Dan Watkins, who attends St. John the Evangelist Catholic Church in Lawrence, said Catholics must practice a faithful citizenship, which encompasses a whole range of issues in addition to respect for life.
“The fact that a public official upholds what is the law of the land, even if their faith and personal belief tells them that that’s wrong, that shouldn’t disqualify them in the eyes of other Catholics,” said Watkins, a Lawrence lawyer and active Democrat.
Watkins said he had not read Naumann’s column but said that the governor agreeing to uphold the law differs from her advocating for abortion.
“It is a polarizing issue, and I think that people may not have looked carefully enough at what her position is,” he said.
Second of all, I can't believe those law-and-order Democrats in Lawrence! Isn't it the Douglas County Democratic Committee that organizes the weekly Honk for Hemp demonstration on Massachusetts Street? You know the "conservative" cause is lost, and it's time to hand the reins to the violent reactionaries like me when the liberals are calling for law and order. It's all about institutionalizing the revolution isn't it?
And third of all, Danny, this isn't even arguably about "upholding the law." Good grief, didn't you go to law school right after Roe v. Wade and Doe v. Bolton? Didn't you read that case? It was fresh and new and hot back when you were in law school, wasn't it? Or were you too cheap to buy the post-1973 version of the textbook? Or did you cut class that day? The vetoed law isn't a direct challenge to the evil, unsupportable premise underlying Roe v. Wade and its progeny; it's a matter of state regulation of the abortion business. You're a Democrat, right? Democrats love regulation and bureaucracy and tying businesses up in red tape and paperwork, right?* Why don't you love this idea? It's good enough for the poor guys who are trying to build homes and stores and otherwise make a living in Lawrence, isn't it? Why isn't it good enough for Kathy's buddy George in Wichita?
And fourth of all, why shouldn't Sebelius's refusal to act in accordance with unambiguous moral teaching (which was, BTW, nearly unanimously accepted in this country only a few decades ago) or to plainly admit that she doesn't adhere to the Church that teaches it "disqualify [her] in the eyes of other Catholics"? If she will not abide by such a basic and unambiguous Catholic teaching, she should be an honest heretic, and never set foot in a Catholic church, nor describe herself as Catholic, nor ever invoke Catholicism ever again. She should go be an Episcopalian. They've got better music, and they've got plenty of comfortable empty seats, and that seems to be what matters to her, after all. She should take a cue from the apostate friend she appointed to the Kansas Supreme Court, who was baptized Catholic but left the Church formally when she left it materially, and doesn't pretend otherwise.

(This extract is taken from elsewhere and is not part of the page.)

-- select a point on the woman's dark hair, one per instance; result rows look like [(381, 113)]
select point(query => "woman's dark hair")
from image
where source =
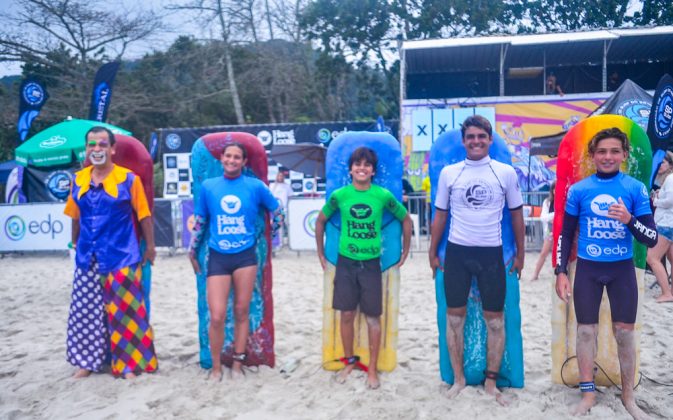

And fifth of all, what is Sebelius position? Jesus, if He really existed, said some nice things for us to reflect upon, but we should keep them to ourselves, especially if they might hurt campaign contributions. And He really didn't love the little children as much as He loved libertinism and material self-fulfillment, and He just wants us to be happy at any cost. What is your position, Dan? DAN? I hear an AC/DC tune in the background, and they're not just playing it for Kathy.
And so we come to the pastor of St. John's:
Now, first of all, St. John the Evangelist is Catholic only in a limited and formal sense. They've got geographic boundaries, and I'm sure they pay their Cathedral taxes. But I've been there, at a very early Mass about four years ago when I was in town but had to catch a plane or to report to jail later in the day. The old sanctuary and altar has been ripped out, and instead of focusing on images of the saints as they pray, the parishioners worship felt banners and oils and colored water and sheaves of wheat in the niches where they once stood, and surround themselves with faux finish marblized plaster . The corpus on the crucifix is an overfed Buddha image, instead of a dignified representation of our suffering Savior. At communion (I went to communion reflexively, I'm sorry to say, and I wouldn't go again there), some lay woman tried to play priest and bless my infant Eldest Curmudgeon. The place is filled with people there to hear the peace and justice line (quickly, of course, so they don't miss the Honk For Hemp rally, which starts promptly at 11am on Sunday morning), with nary a mention of sin or sacrifice. So we have to think that any but the most remarkable of priests to become pastor of such a parish is either soft to begin with, or is very quickly softened.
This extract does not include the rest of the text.